Wolverine: Koniec – Paul Jenkins, Claudio Castellini

KONIEC CZY POWRÓT?

 

Wolverine wiele razy odchodził i wracał. Jak się ma czynnik gojący i niemal niezniszczalne ciało (a przynajmniej szkielet), trudno jest inaczej, prawda? W żadnej opowieści nie ugryziono jednak tematu tak znakomicie, jak w sześciozeszytowej miniserii napisanej przez Paula Jenkinsa na początku XXI wieku, już po sukcesie „Origin”, w której historia końca i powrotu Rosomaka nasycona jest i akcją, i emocjami. I chociaż nie jest to wielka rzecz, a do „Genezy” jest jej daleko, pozostaje po prostu dobrym komiksem akcji o jednym z najciekawszych bohaterów Marvela. A jednocześnie to zdecydowanie jedna z najlepszych historii ze słowem „Koniec” w tytule.

 

Wolverine jest stary, schorowany i zmęczony, żyje na wpół dziko gdzieś w kanadyjskiej głuszy. Potrzebnych rzeczy dostarcza mu miejscowy człowiek, zajmujący się nim na swój sposób.. A teraz na dodatek wraz z kolejnymi zapasami przywozi tez list, z którego były X-Men dowiaduje się, że Victor Creed zmarł, nawróciwszy się pod koniec życia i teraz odbędzie się jego pogrzeb. Przybycie na ceremonię staje się dla Logana przyczynkiem do ostatecznej próby zrozumienia własnej przeszłości i powrotu do roli, jaką niegdyś odkrywał. Ale co się z tym będzie wiązało?

 

Paul Jenkins, rewelacyjny scenarzysta, który swego czasu przedstawił nam wybitnie ukazane dzieciństwo Logana w miniserii „Wolverine: Origin”, powraca by niemal w tym samym czasie pokazać nam staruszka Logana, zanim Mark Millar tak genialnie uchwycił postać w „Staruszku Loganie” i odkryć dalsze szczegóły jego przeszłości. I robi to znakomicie. Scenariusz to kawał dobrej roboty, która momentami ma iście rewelacyjne rzeczy. Jak na Jenkinsa przystało, mamy tu świetnie psychologicznie nakreślone postacie, ciekawie postawione pytania (o byciu ofiarą i szansy na pogodzenie się z tym, że nigdy nie zemści na swoich oprawcach), dużo emocji i nostalgii, sporo wzruszeń i smutku, nie brak też goryczy.

 


Ukochany temat Jenkinsa, czyli choroby i przemijanie, idealnie pasuje do tej opowieści. Autor eksploatował go zarówno wcześniej, jak i później, dając nam takie opowieści, jak „Hulk: Psy wojny” (Hulk cierpi na śmiertelną chorobę i tylko odrzucenie człowieczeństwa może dać mu szansę przetrwania pod władzą szmaragdowego olbrzyma) czy „The Spectacular Spider-Man: Głód” (Eddie umiera na raka i tylko pogrążenie się w odmętach Venoma i zatracanie siebie, pozwoli mu przetrwać - wątek co prawda skopiowany z losów Carnage'a, który przeszedł identyczną drogę, ale o niebo lepiej wykonany), ale za każdym razem, mimo wtórności, robi to wyśmienicie. I tak jest również tym razem. A do tego mamy świetną akcję i ciekawie ukazany świat przyszłości Marvela.

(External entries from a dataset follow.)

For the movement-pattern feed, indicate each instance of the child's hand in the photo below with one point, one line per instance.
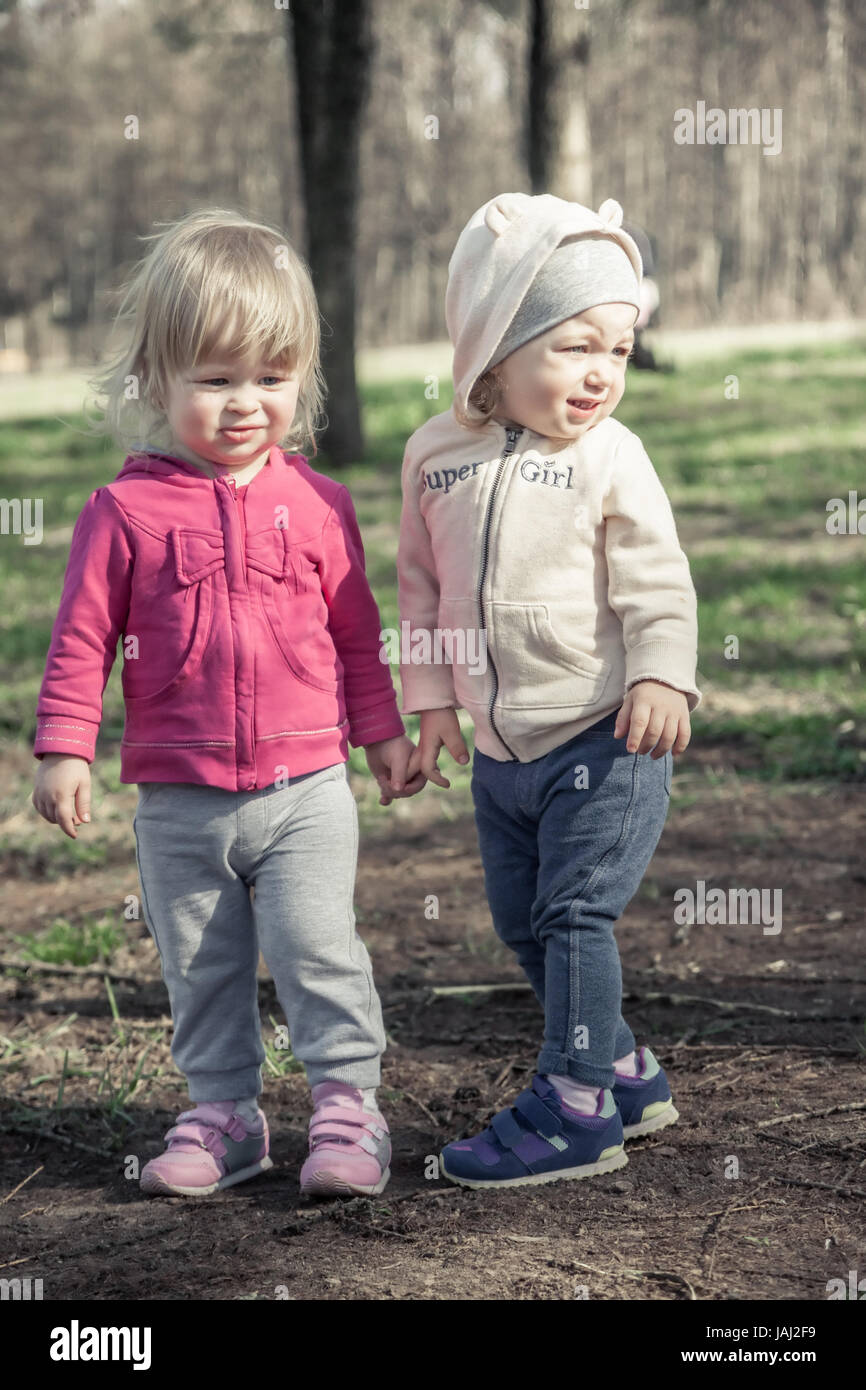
(63, 791)
(439, 729)
(655, 716)
(388, 761)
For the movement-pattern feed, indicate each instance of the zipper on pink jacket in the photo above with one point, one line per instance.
(512, 437)
(248, 752)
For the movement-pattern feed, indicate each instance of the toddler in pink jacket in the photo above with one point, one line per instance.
(234, 576)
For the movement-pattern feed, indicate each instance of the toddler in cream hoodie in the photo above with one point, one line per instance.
(544, 590)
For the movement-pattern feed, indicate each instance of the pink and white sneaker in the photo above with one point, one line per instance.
(349, 1146)
(210, 1147)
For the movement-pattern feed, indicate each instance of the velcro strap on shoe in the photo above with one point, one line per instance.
(506, 1129)
(345, 1122)
(544, 1121)
(192, 1134)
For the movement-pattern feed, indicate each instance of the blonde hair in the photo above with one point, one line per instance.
(213, 282)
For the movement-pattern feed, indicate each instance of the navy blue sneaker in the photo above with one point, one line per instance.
(538, 1140)
(644, 1100)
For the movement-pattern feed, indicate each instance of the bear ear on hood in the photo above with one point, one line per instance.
(503, 210)
(610, 211)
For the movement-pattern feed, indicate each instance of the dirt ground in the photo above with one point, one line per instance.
(762, 1037)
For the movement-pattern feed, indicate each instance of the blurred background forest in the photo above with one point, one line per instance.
(741, 235)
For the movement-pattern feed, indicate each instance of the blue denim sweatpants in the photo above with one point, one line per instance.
(199, 849)
(565, 843)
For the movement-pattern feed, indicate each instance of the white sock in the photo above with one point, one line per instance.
(583, 1098)
(248, 1109)
(627, 1065)
(369, 1100)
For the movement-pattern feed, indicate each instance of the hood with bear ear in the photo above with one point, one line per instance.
(498, 255)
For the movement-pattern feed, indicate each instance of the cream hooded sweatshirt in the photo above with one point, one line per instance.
(537, 580)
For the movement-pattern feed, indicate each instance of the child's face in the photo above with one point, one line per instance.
(231, 410)
(549, 382)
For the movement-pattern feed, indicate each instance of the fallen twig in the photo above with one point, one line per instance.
(813, 1115)
(22, 1183)
(640, 1273)
(830, 1187)
(81, 970)
(478, 988)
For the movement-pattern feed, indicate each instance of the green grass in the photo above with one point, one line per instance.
(748, 480)
(66, 943)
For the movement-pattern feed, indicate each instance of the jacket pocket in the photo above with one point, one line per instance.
(173, 616)
(463, 647)
(298, 619)
(535, 667)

Gorzej jest niestety z rysunkami, brak w nich świetności znanego z „Origin” Kuberta, ale nie znaczy to, że same w sobie są złe. Za dużo jest w nich jednak cartoonowości, zbyt wiele prostoty, czasem brakuje też konsekwencji. A mamy w końcu do czynienia z dojrzałym komiksem, do którego pasują realizm i mrok. Tak czy inaczej jednak warto „Koniec” poznać. To świetna opowieść i ktoś mógłby w końcu wznowić ją. Najlepiej w zbiorczym tomie razem z „Origin”. To byłoby coś.